Heritage Building in Catalonia

31/12/2020


AleaOlea, Iglesia en Villanueva de la Barca (Lérida)

The youngest generations of architects have demonstrated that Catalan architecture can well pursue courses deviating from the cosmopolitanism of disseny and Barcelona. It is true that the teaching and practice of the profession in Catalonia has to a large extent continued to operate on the optimism that the ‘city of marvels’ radiated during the 1980s and 1990s. But it is no less true that with the passage of time, the model that we associate with the Mediterranean public spirit of the Catalonian capital, and also to a small family of indisputable trademark architects, has by now given way to other, more complex panoramas inhabited as much by the ‘holy cows’ of Barcelona design as by young architects and also architects motivated by a different set of preoccupations.

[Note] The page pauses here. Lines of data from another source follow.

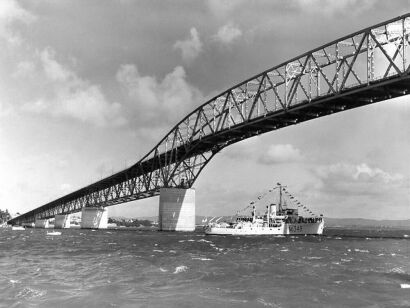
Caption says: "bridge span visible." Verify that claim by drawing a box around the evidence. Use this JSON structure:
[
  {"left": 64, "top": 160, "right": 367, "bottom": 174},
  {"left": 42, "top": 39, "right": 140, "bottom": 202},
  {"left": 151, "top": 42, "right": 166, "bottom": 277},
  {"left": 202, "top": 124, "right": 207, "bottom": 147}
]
[{"left": 9, "top": 13, "right": 410, "bottom": 229}]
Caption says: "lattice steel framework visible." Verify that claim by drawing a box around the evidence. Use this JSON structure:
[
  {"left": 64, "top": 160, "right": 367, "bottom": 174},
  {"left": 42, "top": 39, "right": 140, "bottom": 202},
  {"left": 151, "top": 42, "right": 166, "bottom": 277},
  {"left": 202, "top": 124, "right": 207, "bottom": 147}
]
[{"left": 11, "top": 14, "right": 410, "bottom": 223}]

Young or different architects, hence, who have counteracted Barcelona’s center-stage position by working from peripheral localities, and who rather than limiting themselves to the usual discourses have chosen to address the real constrictions of each place or site, in an endeavor that has brought about parallel readings on materials, sustainability, and heritage which ultimately have the effect of aligning the interests of Catalan architects with those of architects elsewhere in Spain and in Europe at large.

Among these new readings and concerns, the one on heritage is among the most fruitful. Curtailed by the economic crisis, which has also been a huge crisis of opportunities, architects in Catalonia have succeeded in making virtue out of necessity, accepting that in times to come, we will more likely build on built than raise new-builds. Heritage in this sense is not a limitation but an opportunity, an opportunity to work within and upon history, combining new and old through typological and material solutions where sustainability factors almost always play a key role.

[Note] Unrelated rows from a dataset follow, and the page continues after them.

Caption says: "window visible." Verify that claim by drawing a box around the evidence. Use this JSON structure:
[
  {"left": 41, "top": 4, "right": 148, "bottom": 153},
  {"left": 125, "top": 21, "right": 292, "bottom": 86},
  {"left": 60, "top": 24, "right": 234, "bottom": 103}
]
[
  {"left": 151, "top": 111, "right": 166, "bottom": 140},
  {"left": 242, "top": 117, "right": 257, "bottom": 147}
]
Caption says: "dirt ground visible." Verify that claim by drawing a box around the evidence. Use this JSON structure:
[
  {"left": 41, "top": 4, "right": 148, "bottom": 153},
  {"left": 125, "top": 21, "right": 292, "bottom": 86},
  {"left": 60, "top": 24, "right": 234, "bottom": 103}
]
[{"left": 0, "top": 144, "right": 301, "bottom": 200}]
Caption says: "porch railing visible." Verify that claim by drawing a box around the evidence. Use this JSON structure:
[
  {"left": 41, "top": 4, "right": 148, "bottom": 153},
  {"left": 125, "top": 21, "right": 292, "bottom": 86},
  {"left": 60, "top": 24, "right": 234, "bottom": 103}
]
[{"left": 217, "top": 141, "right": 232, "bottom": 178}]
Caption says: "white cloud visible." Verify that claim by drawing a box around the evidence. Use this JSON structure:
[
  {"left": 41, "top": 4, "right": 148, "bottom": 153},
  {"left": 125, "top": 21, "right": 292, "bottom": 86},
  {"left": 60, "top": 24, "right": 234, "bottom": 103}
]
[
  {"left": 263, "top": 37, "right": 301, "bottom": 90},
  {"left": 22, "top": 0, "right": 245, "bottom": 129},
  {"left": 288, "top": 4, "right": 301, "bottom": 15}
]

This is the case of the four examples that have been selected for feature in this dossier section, which belong to different Catalan contexts and present different but complementary ways of operating on heritage today. In the first, involving the reconstruction of Merola Tower in the Barcelona municipality of Puig-reig, the architect Carles Enrich consolidates a 13th-century military watchtower by means of a sculptural piece of wood; in the second, the revamp of the Can Batlló factory in Barcelona, Josep Maria Julià scrupulously respects the original facade in the process of inserting the new program into the building; in the third, the renovation of an industrial enclave located in the Girona town of Vilajuïga, the firm Twobo + Luis Twoso makes the memory of water the trigger of the project; and in the fourth example, the Rec House in the Barcelona municipality of Igualada, Vicente Guallart executes a radical and poetic hollowing-out.